No fim do cipó, um tronco grosso. Podia-se construir uma casa nele. Firme, indiferente. E a vaca mascando capim, soprando cuspe, tentando uma bola Ploc sabor tutti-frutti, olhando o anão com pálpebras de interrogação, analisando de modo campeiro aquela realidade diminuta (lá no casebre ao longe, fumacinha saindo do telhado e arroz-carreteiro no fogão à lenha). Nada menos do que dezessete borrachudos trouxeram cataporas esporádicas pelos calcanhares e pescoço. Foi acusado de sarampo. Outros o acusaram de lepra (e coisas piores). Mantido em quarentena, julgado, convocado a prestar esclarecimentos no castelo. Como já fora herói, prestando importantes serviços militares, teve o caso arquivado e liberado. O processo correu mais rápido do que o Green Card do John Lennon.
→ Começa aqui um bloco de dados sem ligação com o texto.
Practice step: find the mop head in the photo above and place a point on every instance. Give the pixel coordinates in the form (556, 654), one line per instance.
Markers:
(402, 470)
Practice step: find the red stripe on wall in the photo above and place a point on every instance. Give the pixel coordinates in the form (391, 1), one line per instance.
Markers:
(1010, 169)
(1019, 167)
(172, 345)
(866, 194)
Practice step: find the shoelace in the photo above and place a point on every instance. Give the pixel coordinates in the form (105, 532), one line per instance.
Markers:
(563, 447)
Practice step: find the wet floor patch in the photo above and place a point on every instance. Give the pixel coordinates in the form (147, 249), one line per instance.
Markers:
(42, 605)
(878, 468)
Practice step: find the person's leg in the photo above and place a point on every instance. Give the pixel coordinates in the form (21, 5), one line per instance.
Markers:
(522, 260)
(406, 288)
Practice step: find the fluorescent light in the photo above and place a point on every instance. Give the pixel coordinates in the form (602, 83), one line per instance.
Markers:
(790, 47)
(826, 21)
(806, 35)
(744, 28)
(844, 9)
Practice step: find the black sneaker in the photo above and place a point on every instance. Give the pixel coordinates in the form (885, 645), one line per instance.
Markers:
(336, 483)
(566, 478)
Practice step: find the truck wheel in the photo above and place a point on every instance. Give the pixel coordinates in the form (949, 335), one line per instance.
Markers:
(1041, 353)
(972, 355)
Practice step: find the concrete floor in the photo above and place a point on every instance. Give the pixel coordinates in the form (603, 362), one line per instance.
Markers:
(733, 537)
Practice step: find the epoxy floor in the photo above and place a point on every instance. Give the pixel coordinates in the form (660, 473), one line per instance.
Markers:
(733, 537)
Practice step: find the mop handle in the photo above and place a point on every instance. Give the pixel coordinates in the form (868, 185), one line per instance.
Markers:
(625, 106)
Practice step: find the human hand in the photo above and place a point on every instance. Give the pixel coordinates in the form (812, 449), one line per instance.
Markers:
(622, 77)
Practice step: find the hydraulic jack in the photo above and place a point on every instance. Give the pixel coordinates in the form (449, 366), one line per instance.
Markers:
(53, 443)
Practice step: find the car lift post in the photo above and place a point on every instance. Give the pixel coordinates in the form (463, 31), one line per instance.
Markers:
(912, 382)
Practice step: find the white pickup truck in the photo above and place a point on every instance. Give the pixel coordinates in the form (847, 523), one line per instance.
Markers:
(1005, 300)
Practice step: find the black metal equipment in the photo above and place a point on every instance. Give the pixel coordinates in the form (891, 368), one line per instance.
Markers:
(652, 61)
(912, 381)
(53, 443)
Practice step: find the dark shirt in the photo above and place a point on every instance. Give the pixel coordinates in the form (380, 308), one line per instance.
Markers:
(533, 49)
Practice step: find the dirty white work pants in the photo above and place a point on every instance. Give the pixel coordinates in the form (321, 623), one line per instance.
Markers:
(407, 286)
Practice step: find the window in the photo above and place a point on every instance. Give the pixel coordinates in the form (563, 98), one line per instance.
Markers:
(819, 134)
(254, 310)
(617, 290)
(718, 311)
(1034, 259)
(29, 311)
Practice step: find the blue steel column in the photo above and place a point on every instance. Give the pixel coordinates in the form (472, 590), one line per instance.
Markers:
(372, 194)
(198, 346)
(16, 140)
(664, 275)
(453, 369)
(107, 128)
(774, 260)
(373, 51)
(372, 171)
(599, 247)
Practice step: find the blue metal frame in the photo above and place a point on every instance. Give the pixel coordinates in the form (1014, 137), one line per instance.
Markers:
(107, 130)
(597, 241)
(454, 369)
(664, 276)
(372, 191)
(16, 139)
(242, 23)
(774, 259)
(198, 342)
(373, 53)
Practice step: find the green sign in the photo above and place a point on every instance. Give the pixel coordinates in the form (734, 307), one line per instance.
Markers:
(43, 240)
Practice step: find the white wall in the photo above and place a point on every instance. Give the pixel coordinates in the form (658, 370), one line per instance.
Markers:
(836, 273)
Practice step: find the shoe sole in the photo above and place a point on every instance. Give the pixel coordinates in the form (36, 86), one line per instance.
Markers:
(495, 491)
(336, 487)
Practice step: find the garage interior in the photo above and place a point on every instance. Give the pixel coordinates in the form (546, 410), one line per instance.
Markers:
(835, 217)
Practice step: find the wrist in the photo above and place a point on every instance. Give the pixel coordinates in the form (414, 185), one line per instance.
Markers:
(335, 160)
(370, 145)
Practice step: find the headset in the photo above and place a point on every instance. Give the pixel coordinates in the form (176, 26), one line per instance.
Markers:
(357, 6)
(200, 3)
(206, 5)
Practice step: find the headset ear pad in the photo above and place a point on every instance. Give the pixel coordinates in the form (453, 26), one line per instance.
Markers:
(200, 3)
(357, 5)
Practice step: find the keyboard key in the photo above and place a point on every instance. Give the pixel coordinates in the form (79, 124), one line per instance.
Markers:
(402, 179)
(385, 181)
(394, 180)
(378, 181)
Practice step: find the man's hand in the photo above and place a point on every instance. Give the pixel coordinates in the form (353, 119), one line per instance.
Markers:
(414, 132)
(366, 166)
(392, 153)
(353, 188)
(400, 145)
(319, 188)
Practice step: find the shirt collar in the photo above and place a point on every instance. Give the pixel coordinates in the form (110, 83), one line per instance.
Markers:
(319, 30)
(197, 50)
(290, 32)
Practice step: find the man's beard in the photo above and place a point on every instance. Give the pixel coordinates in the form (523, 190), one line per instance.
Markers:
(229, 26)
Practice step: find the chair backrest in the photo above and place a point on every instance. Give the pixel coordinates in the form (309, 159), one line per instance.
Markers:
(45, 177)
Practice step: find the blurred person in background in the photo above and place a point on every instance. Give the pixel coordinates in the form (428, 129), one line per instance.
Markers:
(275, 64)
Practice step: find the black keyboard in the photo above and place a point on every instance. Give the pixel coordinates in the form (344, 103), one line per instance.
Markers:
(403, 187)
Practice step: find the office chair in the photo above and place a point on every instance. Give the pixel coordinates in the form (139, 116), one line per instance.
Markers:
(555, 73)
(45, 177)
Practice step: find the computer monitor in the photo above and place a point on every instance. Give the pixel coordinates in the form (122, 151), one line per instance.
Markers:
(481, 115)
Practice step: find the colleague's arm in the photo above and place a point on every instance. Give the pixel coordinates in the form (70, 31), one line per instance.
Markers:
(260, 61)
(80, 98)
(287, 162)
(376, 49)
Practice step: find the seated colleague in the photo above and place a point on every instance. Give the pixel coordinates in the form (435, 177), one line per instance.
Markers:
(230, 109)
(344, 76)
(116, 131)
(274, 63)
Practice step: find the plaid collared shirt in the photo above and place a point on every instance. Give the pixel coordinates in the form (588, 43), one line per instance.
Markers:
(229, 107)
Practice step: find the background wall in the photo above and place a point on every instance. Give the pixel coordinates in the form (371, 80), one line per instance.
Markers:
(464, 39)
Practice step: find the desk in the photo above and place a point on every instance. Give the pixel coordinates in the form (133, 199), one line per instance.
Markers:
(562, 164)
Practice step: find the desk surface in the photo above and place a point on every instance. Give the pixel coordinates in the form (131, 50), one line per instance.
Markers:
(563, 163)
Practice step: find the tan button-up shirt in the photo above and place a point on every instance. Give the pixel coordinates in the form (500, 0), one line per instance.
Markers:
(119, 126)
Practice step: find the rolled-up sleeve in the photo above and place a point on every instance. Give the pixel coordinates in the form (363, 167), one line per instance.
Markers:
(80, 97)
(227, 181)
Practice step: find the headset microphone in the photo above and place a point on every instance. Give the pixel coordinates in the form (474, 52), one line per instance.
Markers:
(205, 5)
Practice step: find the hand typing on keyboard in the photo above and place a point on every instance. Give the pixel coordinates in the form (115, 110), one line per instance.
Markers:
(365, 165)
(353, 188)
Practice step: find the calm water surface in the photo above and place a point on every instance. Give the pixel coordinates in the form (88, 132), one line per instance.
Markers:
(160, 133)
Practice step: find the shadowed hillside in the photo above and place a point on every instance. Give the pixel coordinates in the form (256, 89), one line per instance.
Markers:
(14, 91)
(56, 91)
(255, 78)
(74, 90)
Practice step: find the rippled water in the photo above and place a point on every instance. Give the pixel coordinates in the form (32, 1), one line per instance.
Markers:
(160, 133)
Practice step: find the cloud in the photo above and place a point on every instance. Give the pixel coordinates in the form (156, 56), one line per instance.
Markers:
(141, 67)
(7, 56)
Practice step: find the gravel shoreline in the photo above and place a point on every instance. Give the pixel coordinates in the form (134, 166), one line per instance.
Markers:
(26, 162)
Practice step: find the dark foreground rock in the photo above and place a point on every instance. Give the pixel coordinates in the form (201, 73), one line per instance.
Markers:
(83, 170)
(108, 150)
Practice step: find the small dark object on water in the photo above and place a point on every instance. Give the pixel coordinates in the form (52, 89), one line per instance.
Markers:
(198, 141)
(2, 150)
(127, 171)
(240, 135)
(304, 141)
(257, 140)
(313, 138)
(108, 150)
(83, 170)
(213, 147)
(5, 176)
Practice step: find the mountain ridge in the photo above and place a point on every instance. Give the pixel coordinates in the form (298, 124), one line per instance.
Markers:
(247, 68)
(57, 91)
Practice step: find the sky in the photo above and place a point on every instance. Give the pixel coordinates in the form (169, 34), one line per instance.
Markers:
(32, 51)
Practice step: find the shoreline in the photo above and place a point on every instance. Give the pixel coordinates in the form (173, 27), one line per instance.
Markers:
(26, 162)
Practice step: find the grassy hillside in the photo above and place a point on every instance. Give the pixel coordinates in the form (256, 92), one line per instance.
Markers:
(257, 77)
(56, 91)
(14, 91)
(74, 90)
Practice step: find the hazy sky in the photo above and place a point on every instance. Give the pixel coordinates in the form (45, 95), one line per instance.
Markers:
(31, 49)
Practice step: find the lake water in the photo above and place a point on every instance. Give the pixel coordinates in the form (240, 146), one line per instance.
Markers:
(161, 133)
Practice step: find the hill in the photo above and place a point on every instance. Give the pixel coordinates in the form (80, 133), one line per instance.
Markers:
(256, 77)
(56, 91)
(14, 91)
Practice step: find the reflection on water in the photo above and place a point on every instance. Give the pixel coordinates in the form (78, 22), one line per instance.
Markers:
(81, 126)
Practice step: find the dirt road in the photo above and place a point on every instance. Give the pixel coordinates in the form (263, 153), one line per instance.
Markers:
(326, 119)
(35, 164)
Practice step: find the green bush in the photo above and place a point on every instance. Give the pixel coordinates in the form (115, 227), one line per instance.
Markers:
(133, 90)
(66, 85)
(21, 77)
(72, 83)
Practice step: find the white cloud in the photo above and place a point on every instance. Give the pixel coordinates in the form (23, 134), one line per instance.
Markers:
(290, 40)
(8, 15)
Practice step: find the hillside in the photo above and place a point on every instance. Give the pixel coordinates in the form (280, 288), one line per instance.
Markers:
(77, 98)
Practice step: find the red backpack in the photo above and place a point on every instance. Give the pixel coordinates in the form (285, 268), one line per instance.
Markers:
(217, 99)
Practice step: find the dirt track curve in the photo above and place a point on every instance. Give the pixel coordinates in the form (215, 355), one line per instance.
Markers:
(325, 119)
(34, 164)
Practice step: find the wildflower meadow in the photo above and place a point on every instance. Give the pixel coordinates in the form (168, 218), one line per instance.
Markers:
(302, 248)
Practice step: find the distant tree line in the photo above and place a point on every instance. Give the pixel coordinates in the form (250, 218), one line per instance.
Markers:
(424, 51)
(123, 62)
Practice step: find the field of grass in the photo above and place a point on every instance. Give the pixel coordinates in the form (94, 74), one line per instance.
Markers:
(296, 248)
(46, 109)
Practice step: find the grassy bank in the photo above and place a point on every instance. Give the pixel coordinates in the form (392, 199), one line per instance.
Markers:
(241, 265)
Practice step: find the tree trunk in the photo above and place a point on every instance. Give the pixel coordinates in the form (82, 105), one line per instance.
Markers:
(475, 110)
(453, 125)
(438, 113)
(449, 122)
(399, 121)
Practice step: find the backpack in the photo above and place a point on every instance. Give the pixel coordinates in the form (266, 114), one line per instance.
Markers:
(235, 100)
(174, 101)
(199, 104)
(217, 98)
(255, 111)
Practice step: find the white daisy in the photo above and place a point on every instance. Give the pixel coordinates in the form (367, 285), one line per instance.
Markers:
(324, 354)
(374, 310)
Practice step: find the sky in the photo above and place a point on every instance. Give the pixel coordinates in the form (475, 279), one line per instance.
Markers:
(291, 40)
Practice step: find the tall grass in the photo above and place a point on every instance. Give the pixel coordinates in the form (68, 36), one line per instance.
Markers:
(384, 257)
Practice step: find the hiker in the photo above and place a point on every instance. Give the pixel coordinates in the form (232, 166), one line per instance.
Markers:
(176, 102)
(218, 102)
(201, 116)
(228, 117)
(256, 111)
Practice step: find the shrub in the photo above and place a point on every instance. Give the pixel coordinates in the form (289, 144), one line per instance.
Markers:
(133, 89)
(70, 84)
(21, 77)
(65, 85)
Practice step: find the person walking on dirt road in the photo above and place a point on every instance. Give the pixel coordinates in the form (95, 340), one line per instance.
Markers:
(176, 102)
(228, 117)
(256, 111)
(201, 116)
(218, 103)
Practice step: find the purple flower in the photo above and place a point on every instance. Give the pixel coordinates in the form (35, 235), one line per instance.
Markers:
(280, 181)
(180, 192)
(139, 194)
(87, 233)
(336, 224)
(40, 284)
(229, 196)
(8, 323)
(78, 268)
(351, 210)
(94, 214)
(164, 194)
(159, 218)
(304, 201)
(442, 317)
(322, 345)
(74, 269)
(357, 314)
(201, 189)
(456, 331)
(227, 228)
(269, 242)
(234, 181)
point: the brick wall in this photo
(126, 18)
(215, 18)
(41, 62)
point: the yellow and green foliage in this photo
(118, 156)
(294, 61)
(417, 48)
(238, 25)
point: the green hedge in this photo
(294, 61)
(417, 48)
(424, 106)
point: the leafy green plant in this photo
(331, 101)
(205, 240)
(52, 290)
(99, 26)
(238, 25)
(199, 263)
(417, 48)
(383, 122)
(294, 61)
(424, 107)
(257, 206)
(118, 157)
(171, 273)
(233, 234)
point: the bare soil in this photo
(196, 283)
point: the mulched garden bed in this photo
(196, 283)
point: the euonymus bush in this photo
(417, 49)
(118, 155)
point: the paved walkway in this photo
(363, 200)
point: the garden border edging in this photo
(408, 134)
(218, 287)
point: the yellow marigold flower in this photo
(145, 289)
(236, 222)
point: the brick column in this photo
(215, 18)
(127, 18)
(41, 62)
Para Tomazoni, aquela vaca intencionava compor uma bossa-nova new millenium onde cantaria que "isso não vai em mim, não vai em mim, não vai". Algo despreocupado e bunitim, sem diarreias e impactações, que cantasse essa nova alegria do povo, onde "aaaaaaa felicidade quando empresta vem à mesa, com tela plãããã-naaaaaa". Zen cristão neopentecostal, nossa alegria, em casa, lar doce lar, sofazim, comigo assim tranquilo e só comigo, só comigo, só eu, só meu umbigo comigo, agora. Tomazoni intencionava um costelão doze horas, e leite para a horta de radicci.
Voltando. Em meio aos cipós e ramagens e galhos que guardam folhagens e espinhos, às vezes, e sem falar das formigas e lacraias, cabeludos e larvas, e esporos e fungos e doenças da pele vegetal, verrugas que creme nenhum pode curar, desbrava um declive sem terra de volta ao chão, solito e sem bagagem, por trás da vaca, diante do rabo abanador, onde não existe queixa ou desagrado, submundo dos carrapatos inalcançáveis, no anti-tumulto social desta geração (aqui e agora nada acontece, nada acontece). Eis que surge um macaco, quase invisível, modesto em seus gestos de autopromoção, coçar do pelo com finalidade de antimerchandising pessoal, enfim: quieto. Logo tomaram amizade: Tomazoni e o macaco nu. A metáfora de Gaia em formato corpóreo. O sol indiferente se escondia entre as nuvens (e foi quando soprou um vento gelado). O macaco amigo tentava arrancar as bolachas Maria da gibeira de Tomazoni, não tinha escrúpulos.
Uma vaca no meio do caminho. Uma vaca atrás de Tomazoni, que caminhava tranquilo de mãos dadas com o macaco.